The law's complexities, including provisions that allow out-of-network costs and balance billing in some cases, present further concerns. "The NSA covers not everything that patients perceive to be a surprise cost," says Loren Adler, associate director of the University of Southern California-Brookings Schaeffer Initiative for Health Policy. Urgent care, for example, is not covered by the law's emergency care safeguards.


Is The New Law Effective?

It may be too soon to assess the effectiveness of the new consumer safeguards, and federal agencies are not disclosing numbers. The Centers for Medicare and Medicaid Services, or CMS, and the Department of Health and Human Services did not reply to requests for information on consumer complaints of No Surprises Act breaches.

"It's difficult to say," says Karen Pollitz, senior fellow and co-director of the Program on Patient and Consumer Protections at KFF, a health care news, and policy organization. "If an error is made, it is up to the consumer to figure out what to do next, which is not how it should have worked."

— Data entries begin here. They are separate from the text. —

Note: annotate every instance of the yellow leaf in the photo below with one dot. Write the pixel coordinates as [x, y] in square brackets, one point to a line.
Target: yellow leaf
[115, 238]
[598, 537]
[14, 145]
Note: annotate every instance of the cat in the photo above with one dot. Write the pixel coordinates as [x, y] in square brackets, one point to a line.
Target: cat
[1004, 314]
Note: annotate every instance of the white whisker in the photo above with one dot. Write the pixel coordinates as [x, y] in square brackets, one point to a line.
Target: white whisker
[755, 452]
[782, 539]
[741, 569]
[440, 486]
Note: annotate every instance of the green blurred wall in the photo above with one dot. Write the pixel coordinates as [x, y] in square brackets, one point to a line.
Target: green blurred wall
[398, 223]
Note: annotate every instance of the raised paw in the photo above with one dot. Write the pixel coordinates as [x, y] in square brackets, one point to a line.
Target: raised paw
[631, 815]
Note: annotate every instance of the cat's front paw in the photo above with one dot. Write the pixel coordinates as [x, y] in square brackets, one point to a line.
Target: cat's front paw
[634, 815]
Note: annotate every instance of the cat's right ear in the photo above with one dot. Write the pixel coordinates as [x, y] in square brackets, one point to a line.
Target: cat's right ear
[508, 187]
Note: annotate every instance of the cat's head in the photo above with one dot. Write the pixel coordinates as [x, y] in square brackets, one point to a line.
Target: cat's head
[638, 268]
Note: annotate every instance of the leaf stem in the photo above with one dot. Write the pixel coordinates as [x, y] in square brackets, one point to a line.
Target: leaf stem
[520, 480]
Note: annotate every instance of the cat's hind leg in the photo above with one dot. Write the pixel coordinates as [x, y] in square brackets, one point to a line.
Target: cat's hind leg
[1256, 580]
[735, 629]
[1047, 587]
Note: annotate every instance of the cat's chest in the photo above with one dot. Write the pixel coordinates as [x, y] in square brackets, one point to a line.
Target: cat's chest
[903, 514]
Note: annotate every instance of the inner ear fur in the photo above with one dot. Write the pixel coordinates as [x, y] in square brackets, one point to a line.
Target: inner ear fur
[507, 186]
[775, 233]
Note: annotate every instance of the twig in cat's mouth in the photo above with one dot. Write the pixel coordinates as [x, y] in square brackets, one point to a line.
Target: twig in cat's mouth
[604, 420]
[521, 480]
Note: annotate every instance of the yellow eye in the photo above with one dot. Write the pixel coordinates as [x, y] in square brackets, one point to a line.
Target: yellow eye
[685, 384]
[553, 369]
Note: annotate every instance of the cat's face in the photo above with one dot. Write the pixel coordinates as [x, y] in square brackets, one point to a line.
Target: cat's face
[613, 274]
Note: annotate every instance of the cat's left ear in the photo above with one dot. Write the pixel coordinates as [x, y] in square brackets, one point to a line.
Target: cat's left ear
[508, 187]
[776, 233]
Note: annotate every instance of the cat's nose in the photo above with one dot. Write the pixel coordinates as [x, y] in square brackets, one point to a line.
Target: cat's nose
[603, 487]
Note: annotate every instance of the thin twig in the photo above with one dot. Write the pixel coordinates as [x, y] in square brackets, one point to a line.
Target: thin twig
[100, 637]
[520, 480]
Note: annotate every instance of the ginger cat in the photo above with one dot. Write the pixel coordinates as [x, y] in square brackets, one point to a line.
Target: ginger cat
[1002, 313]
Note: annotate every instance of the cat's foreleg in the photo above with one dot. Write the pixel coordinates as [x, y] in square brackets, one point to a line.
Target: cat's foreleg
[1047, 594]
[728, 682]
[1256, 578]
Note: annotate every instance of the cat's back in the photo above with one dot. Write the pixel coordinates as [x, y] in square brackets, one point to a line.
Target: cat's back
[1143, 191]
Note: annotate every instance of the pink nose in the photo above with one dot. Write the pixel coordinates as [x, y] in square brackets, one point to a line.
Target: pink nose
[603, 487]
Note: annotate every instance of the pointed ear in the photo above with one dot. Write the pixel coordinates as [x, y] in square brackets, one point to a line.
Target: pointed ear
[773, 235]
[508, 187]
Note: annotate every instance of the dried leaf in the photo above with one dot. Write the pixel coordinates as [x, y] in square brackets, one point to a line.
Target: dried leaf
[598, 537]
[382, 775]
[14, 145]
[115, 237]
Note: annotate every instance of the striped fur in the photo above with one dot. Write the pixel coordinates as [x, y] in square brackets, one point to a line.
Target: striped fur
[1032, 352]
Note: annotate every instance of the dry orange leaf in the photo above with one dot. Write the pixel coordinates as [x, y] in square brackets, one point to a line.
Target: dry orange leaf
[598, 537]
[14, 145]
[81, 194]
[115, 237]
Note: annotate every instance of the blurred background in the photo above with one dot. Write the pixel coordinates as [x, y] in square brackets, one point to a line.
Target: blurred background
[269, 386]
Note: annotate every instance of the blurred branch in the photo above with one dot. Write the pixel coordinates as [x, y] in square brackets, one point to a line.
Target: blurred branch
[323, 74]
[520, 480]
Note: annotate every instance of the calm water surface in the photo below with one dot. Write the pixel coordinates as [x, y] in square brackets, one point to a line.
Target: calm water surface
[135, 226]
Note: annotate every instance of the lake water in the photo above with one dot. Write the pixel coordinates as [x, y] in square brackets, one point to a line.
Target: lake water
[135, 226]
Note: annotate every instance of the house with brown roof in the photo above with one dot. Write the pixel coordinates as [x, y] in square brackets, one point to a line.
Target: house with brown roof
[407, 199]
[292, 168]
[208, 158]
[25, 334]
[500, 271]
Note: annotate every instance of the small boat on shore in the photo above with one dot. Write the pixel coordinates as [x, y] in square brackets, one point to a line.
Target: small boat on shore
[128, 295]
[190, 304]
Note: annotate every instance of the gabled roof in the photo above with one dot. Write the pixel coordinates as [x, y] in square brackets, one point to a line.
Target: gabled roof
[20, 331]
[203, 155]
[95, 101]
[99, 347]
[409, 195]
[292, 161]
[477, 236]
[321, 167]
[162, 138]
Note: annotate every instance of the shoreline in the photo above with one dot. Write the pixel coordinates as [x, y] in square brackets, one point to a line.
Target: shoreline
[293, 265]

Other commentators are pleased with the overall success of the law. "The No Surprises Act is doing fairly well," adds Adler. "It doesn't solve every problem in the healthcare system, and there are still a few sources of unexpected expenses."

"The law is fantastic, and the administration should keep rolling it out until it is fully implemented," Kelmar adds.

What To Do If You Get A Surprise Bill

What do you think about a provider fee that is much higher than the in-network coverage provided by your plan? You may require assistance in determining the nature of the charge. "This might be an error, or providers could still be trying to benefit from sending a balance charge," Kelmar explains.

It's critical to understand that CMS has two systems in place for customers who dispute provider bills:

•You can file a complaint if you have health insurance and feel you are being charged more than your plan's in-network rate for doctors or services covered under the No Surprises Act.

•You can challenge a bill if you are uninsured or choose not to utilize your insurance and the provider charged more than $400 over their estimate.

Your state picked one way of enforcement under the No Surprises Act:

•Some states handle their own law enforcement.

•Other states delegate enforcement to federal authorities

•Other states work with federal authorities to enforce laws.

The No Surprises Help Desk should be able to answer your questions about how enforcement works in your state.

"If you get an unexpected bill from a provider, your first option is your insurance; they are at risk of losing their license if they don't cooperate," Adler recommends.

Pollitz suggests another route: state consumer assistance programs or other state or federal institutions that assist customers with insurance issues. "Consumers should contact whomever they believe can assist them," she advises.